Nesta última discussão, a taxa de 20% sobre os produtos de até US$ 50 comprados em sites chineses foi aprovada na Câmara dos Deputados, mas de um jeito muito esquisito.
É bom, mas era ruim
Apesar de ser bom para gerar empregos na indústria nacional e ajudar na competitividade das empresas brasileiras obrigadas a concorrer com os sites chineses, foi incrivelmente complicado aprovar o tributo. O presidente da Câmara, Arthur Lira (PP), precisou mandar enfiar a taxa dentro de outro projeto, quase escondido, o que chamam informalmente de “Jabuti”, porque aparentemente ninguém queria brigar com os chineses.
Bugigangas
Aí aparece o presidente da República, Lula (PT), avisando apressado que se fosse aprovado “iria vetar”, que “não era necessário colocar taxa porque eram só bugigangas”. A preocupação do petista em não prejudicar os sites chineses chamou a atenção.

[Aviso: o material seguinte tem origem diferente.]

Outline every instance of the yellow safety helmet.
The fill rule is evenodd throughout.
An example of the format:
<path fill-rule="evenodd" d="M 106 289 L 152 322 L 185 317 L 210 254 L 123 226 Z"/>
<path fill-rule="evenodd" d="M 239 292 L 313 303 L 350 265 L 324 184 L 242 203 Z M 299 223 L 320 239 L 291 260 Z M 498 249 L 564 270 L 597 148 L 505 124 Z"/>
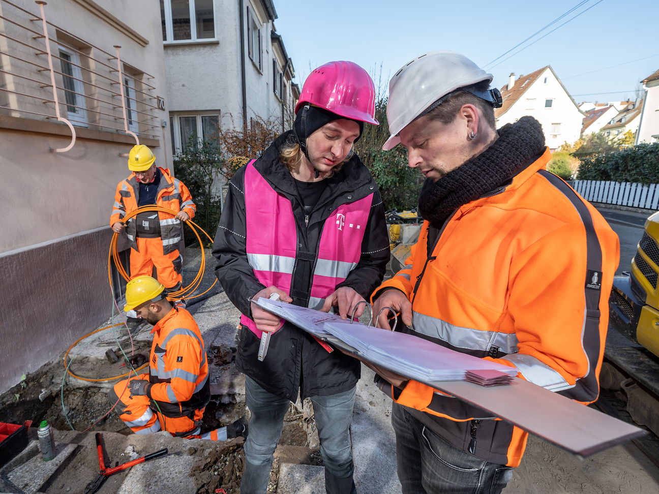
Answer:
<path fill-rule="evenodd" d="M 128 312 L 145 302 L 152 300 L 163 291 L 165 287 L 162 284 L 150 276 L 133 278 L 126 285 L 126 305 L 124 306 L 124 311 Z"/>
<path fill-rule="evenodd" d="M 144 171 L 151 168 L 156 156 L 144 144 L 134 146 L 128 155 L 128 168 L 132 171 Z"/>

Toda a indústria nacional argumentou que o desemprego poderia aumentar se não houvesse igualdade de condições. Até as centrais de trabalhadores, que normalmente apoiam Lula, criticaram ele.
Esquisito
No fim, aconteceu um acordo meio forçado e o texto passou para o Senado. Aí a história ficou ainda mais esquisita. O relator na Casa Alta, com a explicação mais esquisita possível, avisou que iria tirar o trecho sobre a taxa, porque achou que o tema “tem que ser melhor discutido”.
De repente, o texto que foi discutido, modificado, resultado de acordo entre governo, partidos e líderes do Congresso, além de representantes do ministério da Fazenda, virou “algo que precisa ser melhor discutido”. É estranho, pra dizer o mínimo.
Libera
Há uma ideia sobre a liberação das drogas acabar com o tráfico de drogas. E se o lobby fosse liberado no Brasil, e regulamentado, será que teríamos menos problemas?
Quem já defendeu isso, e o fez com a profundidade que lhe era peculiar, foi Marco Maciel. O ex-senador pernambucano defendia que o lobby fosse liberado e regulamentado para que houvesse transparência.
Precisamos falar
No entendimento do ex-senador e ex-governador pernambucano, quando um parlamentar votasse contra o interesse de seus eleitores, bastaria ir ver quem eram seus financiadores e essas pressões poderiam ser explicitadas.
Transparência é um dos elementos mais importantes da democracia. E as coisas andam cada vez mais esquisitas na democracia brasileira. Precisamos falar sobre o lobby.